Ne zaman bir hayal kursam, aklıma bir yerlerde okuduğum ama yazarını hatırlamadığım, “Büyük işler, büyük hayaller kurma özelliği olan insanlarca başarılmıştır” sözü gelir. Bir de ünlü fizikçi Albert Einstein’ın “'Hayal gücü bilgi gücünden önemlidir” şeklindeki ifadesi…
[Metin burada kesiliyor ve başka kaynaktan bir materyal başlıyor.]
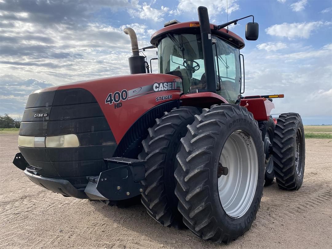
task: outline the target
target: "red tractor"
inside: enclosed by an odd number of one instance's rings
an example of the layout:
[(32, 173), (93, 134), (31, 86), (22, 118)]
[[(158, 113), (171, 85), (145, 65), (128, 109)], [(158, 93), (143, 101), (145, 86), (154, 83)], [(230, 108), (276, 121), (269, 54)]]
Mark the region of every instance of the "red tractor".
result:
[[(228, 243), (249, 229), (264, 184), (298, 189), (305, 144), (296, 113), (270, 115), (272, 98), (242, 97), (243, 40), (205, 7), (199, 22), (173, 20), (151, 38), (149, 73), (131, 29), (131, 74), (82, 81), (29, 96), (13, 163), (65, 197), (130, 203), (137, 197), (162, 225)], [(241, 57), (242, 59), (241, 60)]]

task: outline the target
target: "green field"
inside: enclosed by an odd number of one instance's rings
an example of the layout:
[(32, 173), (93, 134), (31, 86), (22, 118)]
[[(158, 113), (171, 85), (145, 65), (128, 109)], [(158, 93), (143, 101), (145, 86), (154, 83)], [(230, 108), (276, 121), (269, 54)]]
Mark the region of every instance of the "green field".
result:
[(332, 125), (304, 125), (306, 138), (332, 139)]
[(0, 128), (0, 134), (18, 133), (18, 128)]

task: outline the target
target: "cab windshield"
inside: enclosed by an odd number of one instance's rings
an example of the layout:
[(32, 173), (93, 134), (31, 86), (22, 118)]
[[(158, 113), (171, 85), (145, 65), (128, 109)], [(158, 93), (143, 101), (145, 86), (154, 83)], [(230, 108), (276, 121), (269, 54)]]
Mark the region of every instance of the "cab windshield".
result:
[[(217, 41), (212, 45), (217, 93), (234, 103), (240, 94), (239, 49), (212, 37)], [(184, 93), (206, 88), (200, 34), (169, 34), (159, 42), (158, 51), (159, 72), (181, 77)]]

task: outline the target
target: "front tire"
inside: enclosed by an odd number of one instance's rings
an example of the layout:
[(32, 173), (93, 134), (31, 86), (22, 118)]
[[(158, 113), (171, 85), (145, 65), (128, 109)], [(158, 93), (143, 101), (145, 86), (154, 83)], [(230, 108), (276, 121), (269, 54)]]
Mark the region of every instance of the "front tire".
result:
[(298, 114), (279, 116), (274, 132), (273, 160), (279, 187), (288, 190), (300, 188), (304, 172), (305, 141), (302, 120)]
[(176, 156), (180, 139), (187, 133), (187, 125), (194, 122), (195, 115), (200, 113), (192, 107), (181, 107), (165, 112), (149, 128), (149, 135), (142, 142), (144, 149), (138, 159), (146, 160), (146, 163), (142, 203), (148, 213), (164, 226), (183, 226), (182, 216), (177, 209), (178, 201), (174, 193)]
[(205, 240), (228, 243), (250, 228), (263, 194), (262, 135), (247, 109), (203, 109), (177, 155), (175, 194), (183, 221)]

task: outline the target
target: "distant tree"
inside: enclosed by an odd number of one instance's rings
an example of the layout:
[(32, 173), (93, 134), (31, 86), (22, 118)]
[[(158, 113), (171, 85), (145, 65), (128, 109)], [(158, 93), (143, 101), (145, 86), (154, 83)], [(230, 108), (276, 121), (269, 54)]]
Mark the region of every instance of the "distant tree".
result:
[(22, 121), (22, 118), (20, 115), (15, 120), (15, 127), (16, 128), (20, 128), (21, 126), (21, 123)]
[(15, 128), (15, 121), (8, 113), (0, 115), (0, 127)]

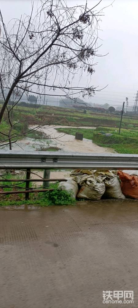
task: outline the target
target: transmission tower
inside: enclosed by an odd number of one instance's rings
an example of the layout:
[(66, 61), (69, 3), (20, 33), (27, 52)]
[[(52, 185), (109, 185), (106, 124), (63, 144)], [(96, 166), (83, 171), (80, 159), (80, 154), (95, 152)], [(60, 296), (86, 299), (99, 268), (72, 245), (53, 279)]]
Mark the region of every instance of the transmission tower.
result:
[(133, 111), (135, 112), (138, 112), (138, 91), (136, 94), (135, 103), (133, 108)]
[(126, 97), (125, 98), (125, 100), (126, 101), (126, 113), (127, 111), (127, 107), (128, 107), (128, 97)]

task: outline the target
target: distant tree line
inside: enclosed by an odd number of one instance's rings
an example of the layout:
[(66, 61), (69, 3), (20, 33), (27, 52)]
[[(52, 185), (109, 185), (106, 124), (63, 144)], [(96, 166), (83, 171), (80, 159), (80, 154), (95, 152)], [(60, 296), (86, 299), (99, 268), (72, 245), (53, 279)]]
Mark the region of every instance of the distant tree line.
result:
[(75, 104), (72, 105), (72, 107), (73, 108), (75, 108), (75, 109), (79, 110), (83, 110), (84, 109), (85, 109), (85, 110), (89, 110), (89, 111), (91, 111), (92, 112), (99, 112), (101, 113), (104, 113), (106, 111), (106, 109), (105, 109), (105, 108), (101, 108), (99, 107), (92, 107), (92, 106), (89, 107), (89, 106), (84, 105), (78, 106)]

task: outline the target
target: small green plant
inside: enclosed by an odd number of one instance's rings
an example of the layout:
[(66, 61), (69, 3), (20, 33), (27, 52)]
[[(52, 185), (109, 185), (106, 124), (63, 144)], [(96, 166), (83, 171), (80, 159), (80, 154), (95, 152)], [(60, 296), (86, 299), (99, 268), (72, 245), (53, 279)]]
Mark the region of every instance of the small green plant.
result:
[(45, 202), (48, 205), (67, 205), (73, 204), (75, 201), (71, 192), (61, 190), (58, 186), (54, 190), (40, 192), (38, 196), (41, 199), (43, 204)]
[(134, 125), (132, 124), (128, 124), (128, 128), (133, 128), (134, 127)]

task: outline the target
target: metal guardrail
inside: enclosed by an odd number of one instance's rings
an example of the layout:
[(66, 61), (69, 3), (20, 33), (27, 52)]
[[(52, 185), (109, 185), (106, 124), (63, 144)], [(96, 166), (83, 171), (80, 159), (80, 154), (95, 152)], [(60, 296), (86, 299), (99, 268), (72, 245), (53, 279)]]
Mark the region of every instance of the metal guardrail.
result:
[(138, 170), (138, 155), (0, 151), (0, 169)]
[[(107, 153), (67, 154), (59, 152), (2, 150), (0, 151), (0, 169), (7, 169), (26, 170), (26, 179), (8, 180), (9, 182), (25, 182), (25, 190), (0, 192), (0, 194), (22, 192), (25, 194), (25, 199), (27, 200), (30, 192), (47, 190), (45, 188), (48, 185), (50, 181), (66, 180), (65, 179), (50, 180), (51, 169), (138, 170), (138, 155)], [(39, 180), (43, 182), (43, 189), (29, 188), (30, 182), (38, 181), (37, 179), (30, 178), (31, 169), (44, 170), (44, 179)], [(1, 181), (3, 181), (3, 180), (0, 180)], [(7, 180), (5, 181), (7, 181)]]

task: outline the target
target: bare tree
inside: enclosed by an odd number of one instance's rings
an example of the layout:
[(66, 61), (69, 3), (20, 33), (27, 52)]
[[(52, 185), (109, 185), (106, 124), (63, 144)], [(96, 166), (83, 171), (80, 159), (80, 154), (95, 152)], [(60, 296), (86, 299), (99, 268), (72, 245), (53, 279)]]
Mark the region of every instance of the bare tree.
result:
[(94, 59), (99, 56), (97, 53), (98, 22), (102, 14), (94, 10), (101, 1), (89, 9), (87, 3), (68, 7), (62, 0), (42, 0), (36, 14), (33, 5), (30, 16), (12, 20), (6, 26), (0, 10), (0, 83), (3, 101), (0, 124), (7, 116), (10, 148), (14, 138), (11, 135), (14, 108), (24, 93), (37, 95), (44, 100), (46, 97), (73, 99), (76, 95), (84, 97), (94, 93), (93, 85), (86, 82), (84, 87), (74, 87), (72, 79), (79, 74), (78, 79), (83, 78), (84, 71), (90, 76), (94, 71)]

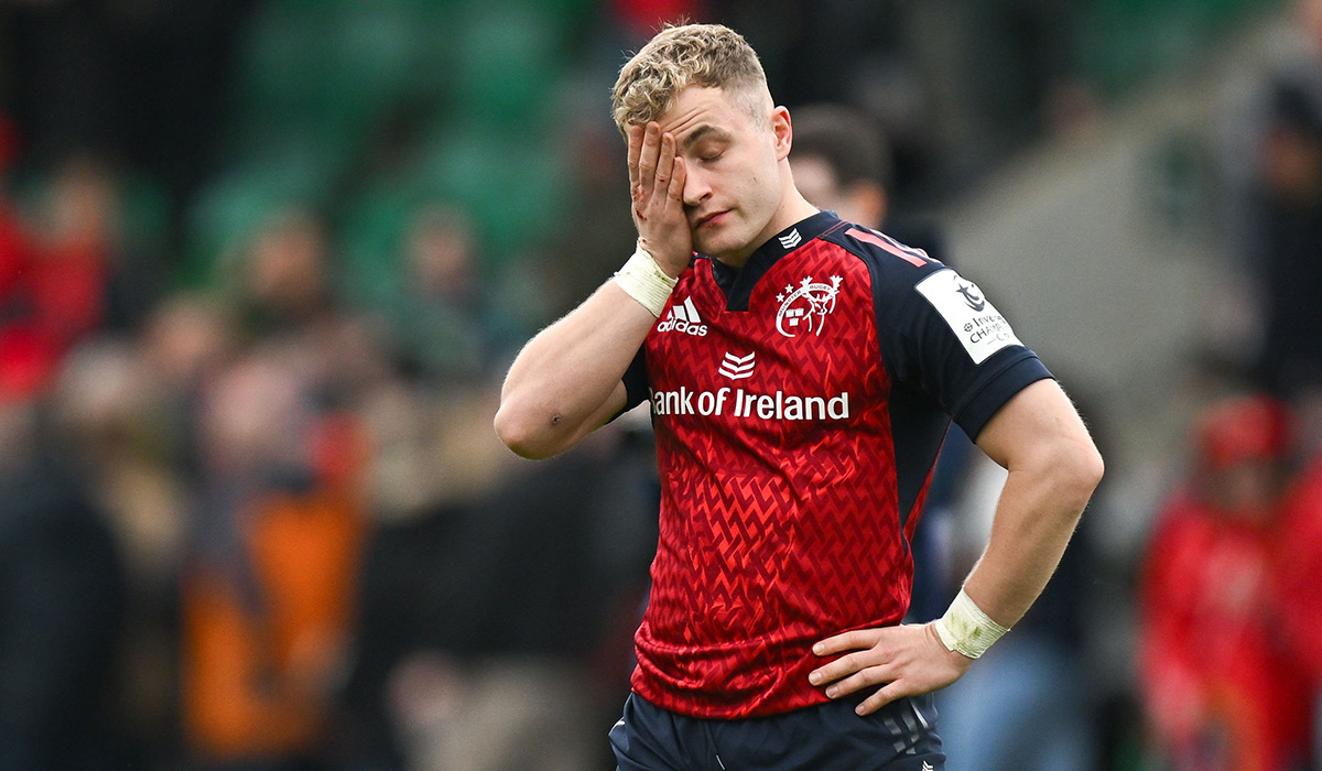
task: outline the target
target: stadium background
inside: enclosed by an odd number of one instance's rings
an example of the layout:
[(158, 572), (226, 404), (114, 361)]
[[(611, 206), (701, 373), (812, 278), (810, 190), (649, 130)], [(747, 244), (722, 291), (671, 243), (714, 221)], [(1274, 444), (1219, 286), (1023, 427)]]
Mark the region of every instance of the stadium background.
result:
[[(629, 253), (608, 90), (681, 17), (791, 110), (875, 120), (898, 216), (1104, 443), (1043, 648), (968, 686), (1019, 710), (968, 718), (985, 750), (1163, 767), (1145, 549), (1208, 405), (1281, 389), (1243, 249), (1259, 93), (1306, 61), (1281, 1), (4, 1), (0, 768), (611, 767), (645, 419), (538, 464), (489, 426), (517, 345)], [(960, 479), (947, 579), (997, 484)], [(1006, 690), (1035, 681), (1072, 698)]]

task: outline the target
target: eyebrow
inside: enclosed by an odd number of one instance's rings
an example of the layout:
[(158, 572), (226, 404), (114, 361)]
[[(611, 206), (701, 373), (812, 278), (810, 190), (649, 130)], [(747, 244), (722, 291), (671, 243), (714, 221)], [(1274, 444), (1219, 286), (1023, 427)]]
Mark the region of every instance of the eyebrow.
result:
[(720, 142), (720, 140), (728, 140), (730, 139), (730, 134), (726, 132), (726, 131), (723, 131), (723, 130), (720, 130), (720, 128), (717, 128), (715, 126), (703, 124), (703, 126), (699, 126), (698, 128), (695, 128), (693, 131), (693, 134), (690, 134), (689, 136), (685, 136), (683, 142), (681, 142), (680, 145), (683, 147), (683, 149), (689, 149), (694, 144), (702, 142), (703, 139), (709, 139), (709, 138), (710, 139), (715, 139), (718, 142)]

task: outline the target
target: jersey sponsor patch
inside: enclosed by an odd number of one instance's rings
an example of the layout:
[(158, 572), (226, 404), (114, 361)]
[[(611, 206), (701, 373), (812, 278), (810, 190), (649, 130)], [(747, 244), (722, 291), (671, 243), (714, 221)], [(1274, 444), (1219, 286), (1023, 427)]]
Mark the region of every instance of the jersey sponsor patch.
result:
[(915, 288), (951, 325), (973, 364), (982, 364), (1002, 348), (1023, 345), (982, 290), (953, 270), (939, 270)]

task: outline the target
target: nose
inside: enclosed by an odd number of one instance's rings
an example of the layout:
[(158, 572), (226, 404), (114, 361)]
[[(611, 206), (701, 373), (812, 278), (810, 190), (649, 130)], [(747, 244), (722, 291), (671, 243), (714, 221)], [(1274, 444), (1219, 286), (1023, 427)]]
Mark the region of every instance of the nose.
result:
[(695, 163), (685, 164), (683, 171), (683, 205), (689, 208), (699, 206), (711, 197), (711, 184)]

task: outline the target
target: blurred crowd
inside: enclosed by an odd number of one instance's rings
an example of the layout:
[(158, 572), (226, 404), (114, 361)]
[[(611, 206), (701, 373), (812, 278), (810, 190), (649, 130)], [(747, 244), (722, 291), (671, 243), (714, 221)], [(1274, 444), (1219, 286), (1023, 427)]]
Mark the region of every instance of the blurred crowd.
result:
[[(980, 38), (1010, 66), (977, 99), (925, 102), (962, 49), (923, 4), (366, 5), (0, 4), (0, 770), (612, 767), (656, 538), (646, 417), (541, 463), (490, 418), (517, 346), (631, 249), (621, 52), (662, 19), (744, 30), (792, 110), (850, 104), (875, 134), (880, 171), (836, 180), (855, 217), (933, 254), (917, 205), (1101, 102), (1071, 66), (1083, 12), (1052, 3), (929, 4), (1019, 37)], [(1100, 491), (1042, 602), (943, 696), (977, 759), (952, 770), (1322, 764), (1319, 8), (1228, 119), (1247, 311), (1191, 356), (1151, 540), (1101, 553)], [(419, 20), (477, 63), (402, 45)], [(543, 24), (572, 56), (529, 46)], [(332, 38), (362, 58), (309, 70), (313, 94), (299, 66)], [(1105, 452), (1105, 405), (1081, 406)], [(933, 483), (917, 619), (998, 489), (969, 448)]]

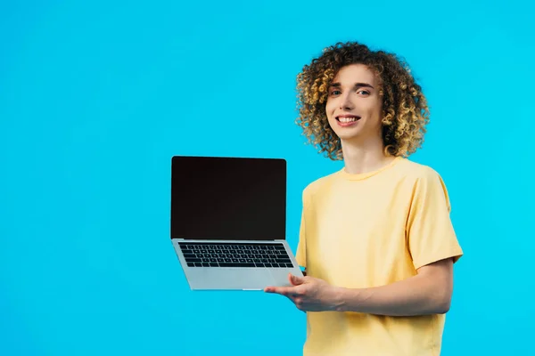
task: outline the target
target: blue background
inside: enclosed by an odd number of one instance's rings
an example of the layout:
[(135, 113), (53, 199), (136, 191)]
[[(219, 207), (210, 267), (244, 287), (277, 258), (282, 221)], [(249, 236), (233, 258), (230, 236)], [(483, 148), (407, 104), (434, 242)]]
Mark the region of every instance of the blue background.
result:
[(399, 53), (429, 100), (412, 159), (465, 253), (442, 354), (532, 352), (533, 6), (189, 3), (0, 5), (0, 354), (300, 354), (284, 297), (189, 290), (170, 158), (286, 158), (295, 249), (302, 189), (342, 167), (304, 144), (295, 76), (346, 40)]

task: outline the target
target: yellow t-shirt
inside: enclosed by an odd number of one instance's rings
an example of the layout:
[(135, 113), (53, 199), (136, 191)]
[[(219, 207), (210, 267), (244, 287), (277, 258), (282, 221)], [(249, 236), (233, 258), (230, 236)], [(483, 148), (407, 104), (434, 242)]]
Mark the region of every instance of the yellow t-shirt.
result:
[[(311, 277), (349, 288), (406, 279), (430, 263), (463, 255), (441, 177), (397, 158), (374, 172), (344, 169), (303, 190), (296, 258)], [(390, 317), (307, 312), (304, 356), (439, 355), (445, 315)]]

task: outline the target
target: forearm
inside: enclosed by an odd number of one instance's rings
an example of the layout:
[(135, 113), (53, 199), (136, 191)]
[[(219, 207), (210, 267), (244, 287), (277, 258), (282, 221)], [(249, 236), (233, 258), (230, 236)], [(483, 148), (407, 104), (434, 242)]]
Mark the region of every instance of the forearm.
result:
[(442, 314), (449, 309), (450, 292), (443, 280), (411, 277), (383, 287), (336, 291), (335, 310), (390, 316)]

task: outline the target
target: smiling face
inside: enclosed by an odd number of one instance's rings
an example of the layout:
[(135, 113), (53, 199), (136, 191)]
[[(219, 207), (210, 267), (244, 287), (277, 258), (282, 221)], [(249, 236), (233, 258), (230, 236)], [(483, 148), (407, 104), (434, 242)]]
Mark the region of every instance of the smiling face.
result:
[(344, 142), (382, 138), (379, 80), (364, 64), (342, 68), (329, 87), (325, 111), (334, 134)]

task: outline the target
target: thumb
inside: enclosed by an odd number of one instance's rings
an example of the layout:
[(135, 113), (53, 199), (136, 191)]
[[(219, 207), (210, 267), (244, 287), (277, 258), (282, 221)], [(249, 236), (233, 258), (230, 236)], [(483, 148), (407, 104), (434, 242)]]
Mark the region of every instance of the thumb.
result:
[(298, 285), (303, 284), (305, 282), (304, 277), (294, 276), (292, 273), (290, 273), (289, 279), (290, 279), (290, 283), (292, 283), (294, 286), (298, 286)]

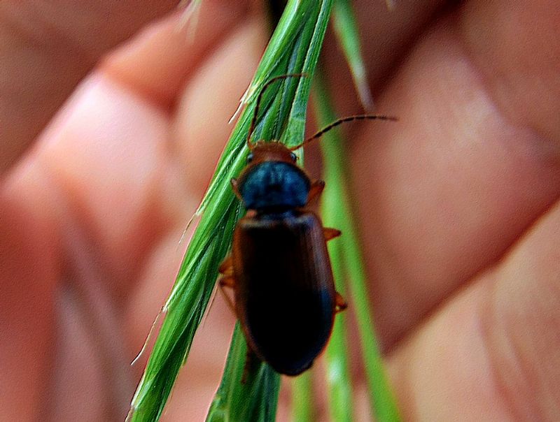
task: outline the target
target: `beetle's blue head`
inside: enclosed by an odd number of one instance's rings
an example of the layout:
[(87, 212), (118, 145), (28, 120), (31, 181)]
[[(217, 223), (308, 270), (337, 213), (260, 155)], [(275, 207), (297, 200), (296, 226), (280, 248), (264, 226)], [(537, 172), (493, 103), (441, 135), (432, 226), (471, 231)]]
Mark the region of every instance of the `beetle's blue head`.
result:
[(296, 157), (277, 142), (258, 143), (248, 166), (237, 180), (237, 189), (248, 210), (284, 212), (307, 203), (311, 182), (295, 165)]

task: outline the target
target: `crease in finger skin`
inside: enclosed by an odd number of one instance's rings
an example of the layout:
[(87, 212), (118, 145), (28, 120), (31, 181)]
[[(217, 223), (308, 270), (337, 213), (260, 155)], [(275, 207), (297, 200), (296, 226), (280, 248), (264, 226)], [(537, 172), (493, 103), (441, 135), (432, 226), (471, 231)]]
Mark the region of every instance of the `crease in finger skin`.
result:
[(560, 418), (560, 202), (389, 359), (405, 419)]
[(352, 144), (387, 348), (499, 261), (560, 195), (560, 149), (503, 115), (457, 30), (460, 13), (434, 24), (380, 97), (399, 122)]

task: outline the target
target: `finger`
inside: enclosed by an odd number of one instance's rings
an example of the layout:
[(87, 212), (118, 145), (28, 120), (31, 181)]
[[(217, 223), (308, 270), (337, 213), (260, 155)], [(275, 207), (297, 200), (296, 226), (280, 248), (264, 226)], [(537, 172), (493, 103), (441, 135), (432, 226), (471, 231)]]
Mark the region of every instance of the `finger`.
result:
[(405, 420), (560, 417), (560, 203), (391, 357)]
[[(248, 12), (247, 1), (204, 0), (185, 22), (174, 13), (113, 52), (102, 65), (104, 73), (164, 108), (176, 101), (183, 85)], [(222, 64), (217, 68), (227, 73)]]
[(41, 196), (0, 191), (0, 420), (33, 421), (49, 382), (59, 240)]
[[(395, 64), (406, 56), (416, 37), (426, 25), (430, 24), (434, 15), (444, 3), (442, 0), (400, 0), (394, 9), (389, 10), (384, 1), (352, 2), (375, 110), (381, 110), (377, 100), (387, 78), (391, 75)], [(373, 17), (374, 23), (372, 21)], [(362, 112), (363, 105), (356, 100), (358, 94), (354, 80), (338, 41), (334, 38), (332, 34), (328, 34), (327, 40), (330, 42), (326, 43), (322, 57), (330, 85), (337, 91), (335, 99), (337, 109), (341, 110), (342, 115)]]
[[(516, 10), (531, 15), (554, 8), (528, 3)], [(352, 144), (372, 297), (388, 346), (499, 259), (560, 195), (559, 134), (545, 138), (532, 130), (536, 121), (520, 124), (529, 115), (510, 120), (489, 92), (481, 66), (492, 61), (478, 63), (481, 53), (463, 36), (473, 20), (478, 23), (473, 15), (479, 15), (475, 6), (455, 10), (423, 36), (379, 103), (400, 121), (370, 124)], [(517, 42), (503, 32), (500, 14), (492, 16), (498, 20), (484, 24), (501, 40), (491, 44), (499, 48), (496, 54), (517, 55)], [(516, 39), (533, 39), (544, 31), (537, 27), (519, 27)], [(549, 51), (560, 52), (559, 39), (547, 43)], [(525, 85), (519, 89), (554, 83), (551, 61), (540, 54), (533, 60), (536, 73), (519, 79)], [(512, 60), (501, 62), (492, 68), (496, 78), (520, 71), (510, 66)], [(560, 111), (558, 102), (542, 107)]]
[(11, 2), (0, 8), (0, 171), (22, 154), (109, 48), (176, 0)]

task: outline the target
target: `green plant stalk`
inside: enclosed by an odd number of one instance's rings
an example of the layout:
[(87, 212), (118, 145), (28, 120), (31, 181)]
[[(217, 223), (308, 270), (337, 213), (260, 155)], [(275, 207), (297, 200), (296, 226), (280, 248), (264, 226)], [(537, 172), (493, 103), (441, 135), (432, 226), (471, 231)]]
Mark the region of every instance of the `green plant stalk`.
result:
[[(328, 141), (328, 140), (323, 140)], [(338, 201), (336, 185), (330, 186), (331, 176), (326, 174), (326, 191), (321, 198), (321, 215), (326, 226), (337, 228), (340, 221), (335, 214)], [(332, 189), (331, 189), (332, 188)], [(335, 276), (337, 291), (346, 296), (344, 287), (344, 256), (342, 239), (329, 242), (328, 250), (332, 273)], [(346, 334), (348, 332), (346, 312), (338, 314), (335, 318), (335, 325), (325, 354), (326, 361), (326, 379), (328, 391), (328, 405), (330, 419), (333, 422), (352, 422), (354, 420), (354, 405), (352, 383), (348, 358), (348, 344)]]
[[(188, 355), (195, 333), (214, 290), (218, 267), (227, 253), (233, 228), (242, 214), (239, 201), (230, 186), (230, 180), (239, 175), (246, 165), (248, 153), (246, 142), (256, 96), (260, 87), (273, 75), (295, 72), (306, 73), (309, 78), (289, 78), (267, 89), (262, 96), (263, 107), (253, 137), (274, 139), (278, 137), (279, 131), (284, 131), (284, 133), (290, 133), (290, 137), (284, 138), (284, 140), (291, 145), (298, 143), (303, 138), (311, 78), (332, 1), (290, 0), (288, 2), (255, 78), (244, 96), (242, 103), (246, 106), (199, 207), (197, 214), (202, 215), (200, 221), (185, 254), (173, 289), (162, 310), (164, 317), (162, 328), (131, 404), (129, 418), (134, 422), (159, 419), (178, 370)], [(282, 104), (288, 104), (288, 106), (277, 106), (274, 110), (277, 110), (278, 114), (271, 113), (270, 105), (279, 101), (276, 99), (280, 93)], [(241, 335), (236, 333), (236, 335)], [(238, 360), (244, 361), (244, 356), (238, 356)], [(278, 376), (258, 370), (249, 373), (248, 377), (248, 384), (262, 386), (277, 383), (273, 378)], [(256, 378), (254, 382), (252, 377)], [(268, 381), (260, 382), (259, 379)], [(262, 394), (265, 393), (260, 391)], [(238, 393), (243, 392), (239, 391), (233, 395)]]
[(358, 24), (350, 0), (335, 0), (332, 17), (335, 31), (348, 61), (360, 101), (365, 110), (372, 110), (373, 99), (368, 85)]
[(265, 421), (276, 416), (280, 377), (267, 365), (253, 363), (251, 370), (256, 375), (240, 382), (245, 369), (247, 345), (239, 323), (235, 327), (223, 379), (216, 398), (208, 412), (208, 422), (237, 421)]
[[(316, 95), (314, 96), (314, 105), (318, 116), (318, 122), (321, 124), (326, 124), (335, 120), (335, 117), (321, 78), (316, 77), (315, 82)], [(400, 418), (375, 337), (365, 270), (350, 207), (346, 181), (348, 172), (345, 165), (347, 159), (342, 147), (342, 139), (340, 136), (336, 135), (335, 130), (326, 134), (326, 139), (323, 139), (321, 143), (325, 179), (328, 181), (327, 189), (330, 189), (330, 193), (325, 193), (325, 201), (328, 201), (327, 206), (329, 207), (328, 212), (334, 216), (333, 225), (336, 224), (336, 228), (343, 233), (341, 237), (342, 258), (351, 293), (350, 302), (358, 321), (372, 414), (378, 421), (396, 422)], [(330, 195), (332, 195), (332, 199), (329, 199)]]
[(314, 422), (316, 418), (312, 371), (307, 371), (293, 379), (291, 386), (291, 420), (293, 422)]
Oldum olası hayal kurarım. Severim hayal kurmayı. Çoğunlukla hayal ettiğim hedefe ulaşamamış olsam da bu yolda çabalamak diri tutar beni. Çünkü hayal kurmak aslında geleceği en iyi şekilde yaşama isteğinden kaynaklanır. Hayallerimiz yürek gücümüzü gösterir. Yani bir insanın yüreğinin gücünü anlamak istiyorsanız onun sadece yaptıklarına değil yapmak istediklerine de bakmanız gerekir…
 
Aç insan, ekmeği olmayan değil ekmeğin hayalini kuramayandır aslında. Her hayal, hayat duvarına gelecek adına bir tuğla koymaktır. Önce hayalinizi kurun ve ardından hayalinize ulaşmak için adımlarınızı atın, yürüyün ve koşun. Hayaller insanı öylesine motive eder ki, belli bir süre sonunda siz o hayalin peşini bıraksanız da hayalleriniz sizin peşinizi bırakmaz. Zaten bizi hayata bağlayan birazda gerçekleşmemiş hayaller değil midir?
 
Zaman zaman hepimizin ümitsizliğe düştüğümüz anlar olur. Çaresiz kaldığımızı, tüm çıkışların kapandığını düşündüğümüz, nefessiz kaldığımız zamanlar olur. İşte o kabus anlarından çıkaracak olan da yine hayallerinizdir. Çünkü hayal gücü özgürdür, özgürleştirir. Önünüze çıkan o engelleri ancak hayallerinizle aşabilirsiniz…
 
Hayallerinizi hep canlı tutun, heyecanlanın ve ona hazırlanın. Hayalinizin ışığını söndürmeyin ki o da sizi karanlıkta bırakmasın.
 
Ünlü bir heykeltıraşa öylesine muhteşem heykelleri nasıl yaptığını sormuşlar. O da,  heykelin işlenmemiş mermer bloğun içinde olduğunu hayal ettiğini, zaten orda duran şeyi açığa çıkarmak için fazlalıkları yonttuğunu söylemiş. Hayatta böyledir işte. Önce bize sunulan hayatı nasıl yaşamak istiyorsak hayal etmeli, hayatı bu doğrultuda mermer blok gibi yontmalı ve huzuru ortaya çıkarmalıyız.
 
Geçmişte de başaranlar hep hayal edenler olmuştur. Süleymaniye Mimar Sinan’ın önce hayallerini süslemiş ardından İstanbul’un incisi bir şaheser olmuştur. Çil, çil kubbelerin, kütüphanelerin ardında hep hayal vardır. Fatih Sultan Mehmet İstanbul’u fethedecek o kumandan olmayı hayal etmiş, gemileri karadan yürütmüş, karanlık bir çağı kapatıp aydınlık bir çağın kapılarını ardına kadar açmıştır. Osman Gazi gördüğü bir düş üzerine cihan devleti Osmanlı İmparatorluğu’nun tohumlarını atmış.
 
Öyleyse gelecekte nasıl bir dünya istiyorsak onu hayal etmeliyiz. Hayalin başladığı yerde başarı için geri sayım da başlamış demektir. Gelin hep birlikte ayaklarımızı yere basıp yıldızlara uzanmaya devam edelim.